-Tienes que quedarte conmigo -rogó el Emperador-. Cantarás sólo cuando te plazca, y yo romperé el pájaro artificial en mil pedazos.
-No lo hagas -repuso el ruiseñor-.
Él hizo lo que pudo. En cuanto a mí, no me es posible hacer mi
nido y vivir en este palacio, pero déjame venir cuando lo desee. Por las mañanas me posaré en esa rama y cantaré para ti, a veces para ponerte jovial, otras pensativo. Mi canto te hablará de los que son felices y de los que sufren. Cantaré acerca del bien y del mal, que te están ocultos, pues el pequeño pájaro cantor vuela lejos, por muchas partes, hasta las viviendas del pobre pescador y del labriego. Yo amo tu corazón más que tu corona, y no porque no haya cierto olor de santidad también en ella. Sí, vendré y cantaré para ti, pero prométeme una cosa.

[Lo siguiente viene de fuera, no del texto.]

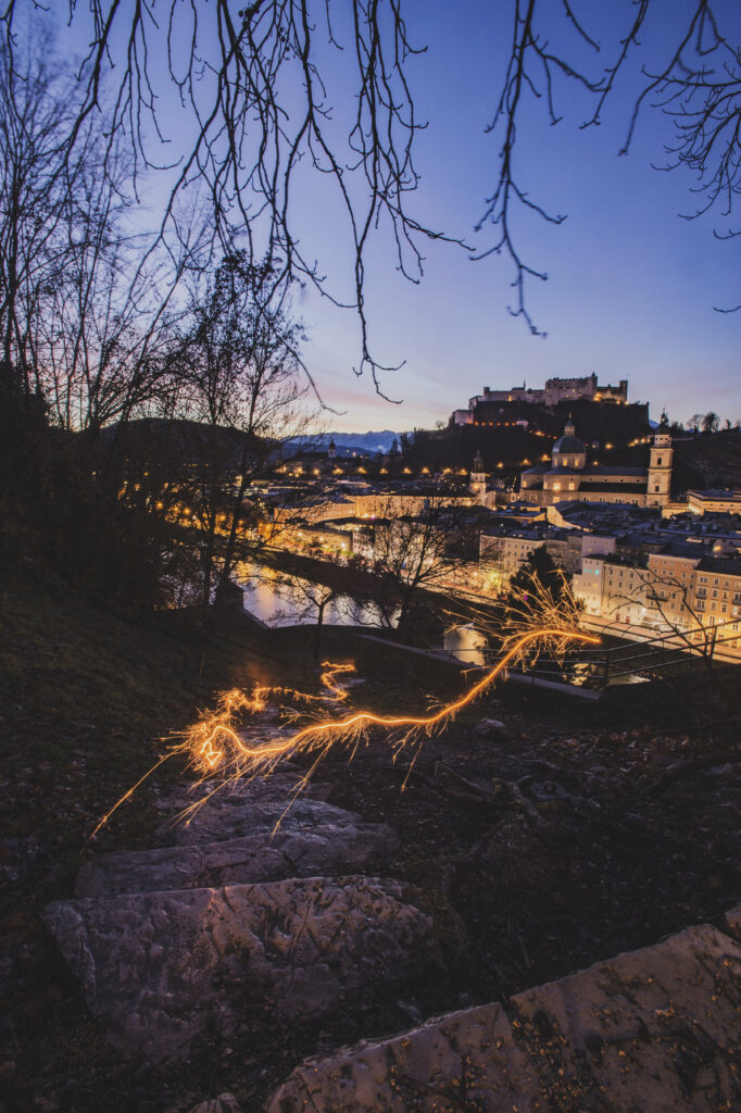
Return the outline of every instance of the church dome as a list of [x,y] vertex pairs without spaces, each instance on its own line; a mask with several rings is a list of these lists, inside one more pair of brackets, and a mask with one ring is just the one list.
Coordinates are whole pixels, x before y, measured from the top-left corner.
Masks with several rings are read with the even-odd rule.
[[583,441],[580,441],[577,436],[560,436],[556,443],[553,445],[553,451],[563,455],[577,455],[586,452],[586,447]]
[[566,427],[563,431],[563,436],[560,436],[553,445],[553,455],[555,456],[556,453],[562,456],[584,455],[586,453],[584,442],[580,441],[576,436],[576,430],[574,429],[574,423],[571,420],[571,414],[569,415]]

-¡Todo! -respondió el Emperador, que estaba ahora de pie, revestido con el manto imperial que acababa de ponerse, y con la espada de oro sobre el pecho.
-Una sola cosa te pido. Que no digas a nadie que tienes un pájaro que te lo cuenta todo. Será mejor.
Y el ruiseñor voló de la
ventana. Los servidores entraron en ese momento para preparar las honras fúnebres del Emperador... y lo encontraron de pie, saludándolos a todos con un "¡Buenos días!"